WASHINGTON and SAN FRANCISCO — Maxar Technologies warned customers that it may not be able to deliver spacecraft on time or on budget due to the coronavirus pandemic. Nevertheless, satellite manufacturing and testing are continuing in its California facilities.
In a March 20 filing with the U.S. Securities and Exchange Commission, Maxar said Santa Clara, County’s March 16 order directing residents to stay home to prevent the spread of the COVID-19 virus amounts to a “force majeure” event for the company’s Space Infrastructure business there.
Maxar operates manufacturing facilities in Santa Clara County, in Palo Alto and San Jose. Maxar initially closed both facilities, but reopened them two days later after determining it was exempt from the county rule. Satellite manufacturing and testing on March 19, said Maxar spokesman Turner Brinton.
“We resumed essential work on our satellite programs in the factory including manufacturing, satellite assembly and test,” Brinton said by email. “We maintained the work-from-home approach for a large proportion of our staff even after we determined that we qualified for the exemption. Employee health and safety are paramount, and we have taken numerous steps to make our work environment safe by limiting the number of people in our manufacturing facility; implementing social distancing and isoltation strategies such as spreading the onsite workforce out over more shifts; and enhancing the cleaning of our facilities.”
Nonetheless, Maxar said it is observing stress in its supply chain because of the pandemic. The majority of Maxar staff are working remotely, the company said, with essential personnel keeping facilities open.
Maxar sent force majeure notices to customers to “protect its legal rights given the uncertain nature of the current pandemic,” and its impact on cost and schedule.
Maxar is building spacecraft for Intelsat, EchoStar, NASA and other customers. In a March 2 SEC filing, Maxar said its satellite manufacturing contracts sometimes include “liquidated damages clauses” that can be triggered if programs miss contractual milestones.
No Maxar employees have been diagnosed with COVID-19, the company said.

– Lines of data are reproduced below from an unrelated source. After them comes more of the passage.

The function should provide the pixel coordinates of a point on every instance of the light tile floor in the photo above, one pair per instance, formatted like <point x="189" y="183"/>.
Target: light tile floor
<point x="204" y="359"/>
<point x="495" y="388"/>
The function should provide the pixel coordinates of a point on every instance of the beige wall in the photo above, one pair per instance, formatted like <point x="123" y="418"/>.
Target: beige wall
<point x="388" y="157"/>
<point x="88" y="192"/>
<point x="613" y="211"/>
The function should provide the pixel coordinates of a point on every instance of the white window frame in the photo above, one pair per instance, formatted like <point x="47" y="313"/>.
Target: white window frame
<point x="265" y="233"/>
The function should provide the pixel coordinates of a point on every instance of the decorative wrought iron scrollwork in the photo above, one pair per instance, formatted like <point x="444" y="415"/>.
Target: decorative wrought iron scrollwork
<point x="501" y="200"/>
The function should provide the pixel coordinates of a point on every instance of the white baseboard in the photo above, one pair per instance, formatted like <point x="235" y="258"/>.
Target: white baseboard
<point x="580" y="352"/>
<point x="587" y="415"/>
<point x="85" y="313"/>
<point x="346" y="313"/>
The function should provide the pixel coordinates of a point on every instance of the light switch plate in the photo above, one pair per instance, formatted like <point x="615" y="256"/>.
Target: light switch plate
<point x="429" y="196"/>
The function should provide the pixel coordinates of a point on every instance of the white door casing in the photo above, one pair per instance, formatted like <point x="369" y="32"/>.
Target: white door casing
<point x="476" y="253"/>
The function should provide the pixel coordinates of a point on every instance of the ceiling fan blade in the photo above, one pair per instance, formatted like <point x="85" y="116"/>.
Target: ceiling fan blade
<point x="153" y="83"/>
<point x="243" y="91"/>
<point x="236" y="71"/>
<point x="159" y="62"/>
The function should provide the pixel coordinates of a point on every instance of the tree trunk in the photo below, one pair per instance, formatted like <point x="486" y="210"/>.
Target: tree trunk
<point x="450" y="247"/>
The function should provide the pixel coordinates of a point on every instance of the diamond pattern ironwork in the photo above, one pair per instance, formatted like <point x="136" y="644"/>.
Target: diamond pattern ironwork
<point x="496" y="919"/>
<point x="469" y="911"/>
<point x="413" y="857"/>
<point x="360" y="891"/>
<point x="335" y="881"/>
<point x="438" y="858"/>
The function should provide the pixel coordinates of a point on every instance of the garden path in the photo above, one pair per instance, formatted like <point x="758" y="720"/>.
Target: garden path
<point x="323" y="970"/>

California had 1,642 confirmed cases of COVID-19 and 30 deaths as of March 22, according to data compiled by Johns Hopkins University & Medicine.
California escalated its response to the coronavirus on March 19 when Gov. Gavin Newsom issued a “stay at home” order to “establish consistency … in order to slow the spread of COVID-19.”
“As aerospace manufacturing, communications and defense are federal critical infrastructure sectors, Maxar is permitted to continue its work under the shelter-in-place order issued by California,” Brinton said. “We have implemented workfrom home where we were able to do so, and we also have some of our workforce on site to maintain critical operations. This approach protects our ongoing business operations adn supports our efforts to continue to meet critical customer commitments.”